Il est alors recommandé que les entreprises fournissent des fiches de consignes claires pour aider les collaborateurs à faire preuve d’une hygiène informatique de base avant de se connecter aux réseaux de l’entreprise à distance. Toute application qui dispose d’une authentification à un facteur (mots de passe) doit être désactivée jusqu’à ce qu’elle puisse être remplacée par une authentification à plusieurs facteurs. En outre, les entreprises devraient revoir les droits d’accès des administrateurs afin de s’assurer qu’ils sont à jour et limités exclusivement aux systèmes dont l’équipe informatique a besoin pour faire son travail. Car les droits d’administrateur sont le Saint-Graal pour les cybercriminels, ouvrant un accès omniprésent aux réseaux.
Clients et partenaires suscitent l’intérêt des cybercriminels
Les cybercriminels ciblent souvent des partenaires tiers parce qu’ils disposent d’une sécurité plus faible que celle de leurs entreprises clientes et ont souvent un accès privilégié au courriel, aux systèmes et aux fichiers. L’Institut Ponemon a constaté que 59% des entreprises avaient subi une violation de données à cause d’un tiers.

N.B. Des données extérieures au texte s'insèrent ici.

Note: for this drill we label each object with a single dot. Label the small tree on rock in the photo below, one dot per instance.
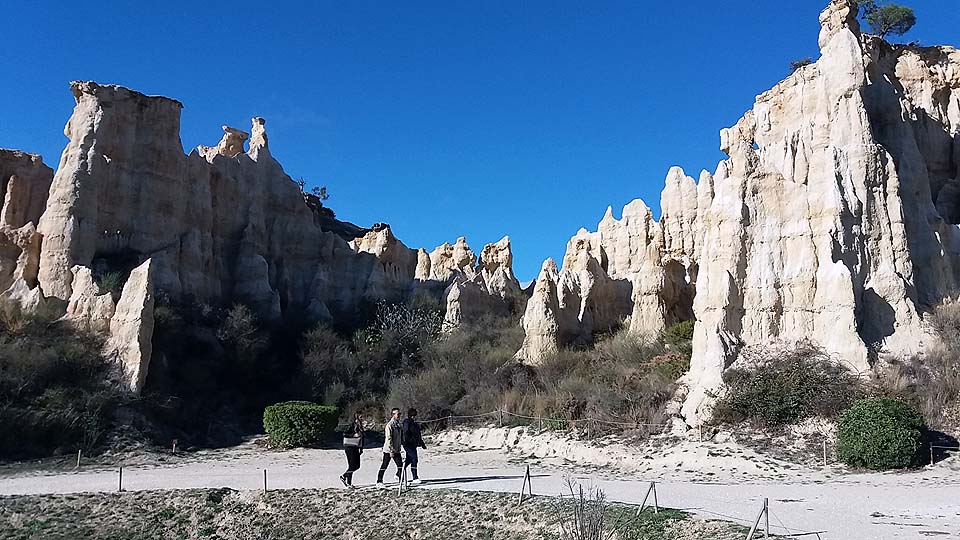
(797, 64)
(887, 19)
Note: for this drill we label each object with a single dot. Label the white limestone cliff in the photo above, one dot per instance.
(834, 218)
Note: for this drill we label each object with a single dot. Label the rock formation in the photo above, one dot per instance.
(217, 226)
(834, 218)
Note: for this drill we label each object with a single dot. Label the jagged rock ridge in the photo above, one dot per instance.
(834, 218)
(220, 225)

En plus de procéder à des évaluations régulières des risques des principaux fournisseurs, les entreprises devraient exiger une authentification à plusieurs facteurs pour des tiers, renforcer la politique d’accès minimal accordé et interrompre automatiquement l’accès au réseau lorsqu’il n’est plus nécessaire pour réduire la possibilité d’une infraction.

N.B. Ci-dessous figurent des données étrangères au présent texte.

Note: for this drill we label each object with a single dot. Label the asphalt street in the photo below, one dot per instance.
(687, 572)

L’évolution récente et rapide des modèles de travail des entreprises mettant en évidence les vulnérabilités des réseaux informatiques, le moment est venu de renforcer la sécurité des systèmes IT. Elle passe, entre autres, par une analyse de niveau de sécurité de l’infrastructure et des réseaux, pour mettre en place, si nécessaire, des solutions adaptées et permettre aux collaborateurs d’identifier et de signaler les menaces.